Climate change in Tasmania affects various environments and industries, including agriculture.

== Greenhouse gas emissions ==
The state's emissions amounted to 15.5 million tonnes in 2005 compared to -4.34 million tonnes in 2022. Due to dry conditions, the Tasmanian government imported more fossil fuel energy in 2024.

Tasmania reached net-zero in 2015. Tasmania is of the world's few jurisdictions which removes more greenhouse gases from the atmosphere than it emits. A reduction in the rate of logging was a major factor in the reduction of emissions.

== Impacts of climate change ==

=== Eucalypt forests ===
Climate change is reducing the rate at which carbon can be sequestered by eucalypt trees.

=== Reduced precipitation ===
Total summer rainfall decreased by 43%.

=== Bushfires and bushfire risk ===
In the "worst-case" scenario, the risk of a bushfire occurring would "double". Potentially, mercury pollution from previous decades and stored in trees may have been released during the 2019-2020 bushfire season.

=== Viticulture ===
Tasmania would become more amenable to grape farming as temperatures rise, compared to mainland Australia which would become less amenable to grape farming.

== Response ==

=== Policies ===
In July 2024, the Australian federal government approved gas permits in waters off Tasmania.

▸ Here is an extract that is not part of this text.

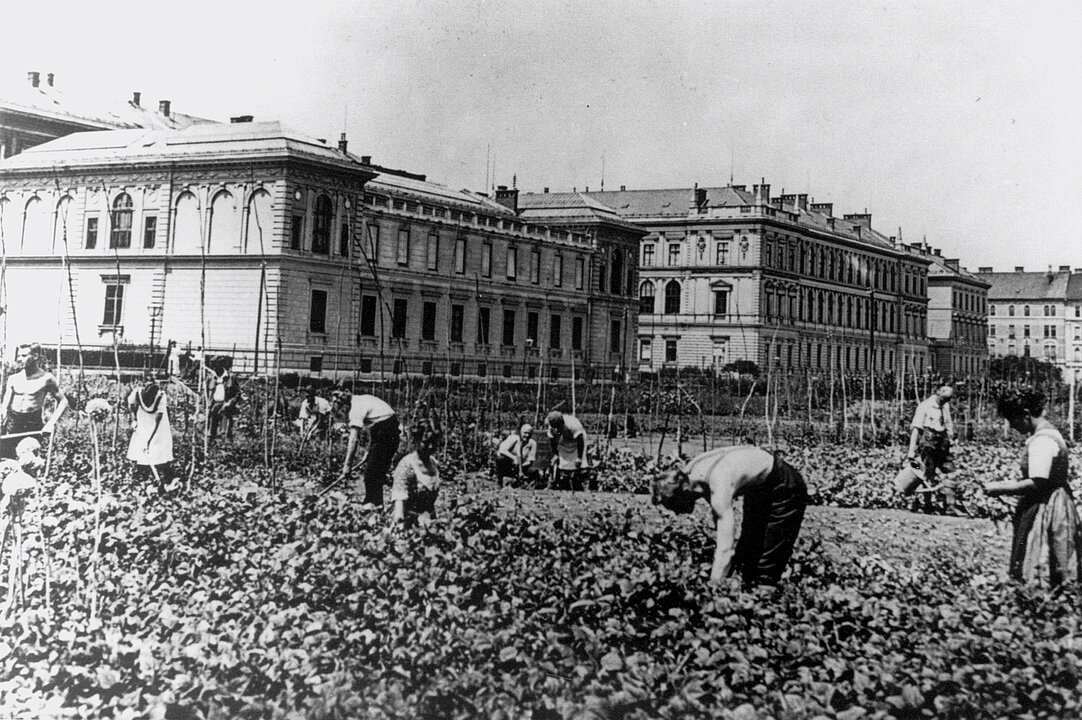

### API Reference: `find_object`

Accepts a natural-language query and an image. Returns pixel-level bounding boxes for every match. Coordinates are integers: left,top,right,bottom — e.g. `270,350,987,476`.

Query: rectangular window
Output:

Metro Tasmania introduced electric buses and hydrogen fuel-cell electric buses in Hobart, though this was later paused.

=== Legislation ===

==== Climate Change (State Action) Act 2008 ====

The Act requires that Tasmania reduce its emissions 60% by 2050 compared to 1990 levels.

Inspired by corresponding legislation in South Australia, the law also requires the setting of interim targets by the Tasmanian Government.

Unlike other legislation such as the Climate Change Act 2008, the setting of the interim targets is not managed by an independent body, equivalent to the Climate Change Committee. Although was suggested as part of a proposed Safe Climate Bill, by the Tasmanian Greens.

The Tasmanian Government failed to publish the 2009 and 2014 State of the Environment reports that it is required to under the Act.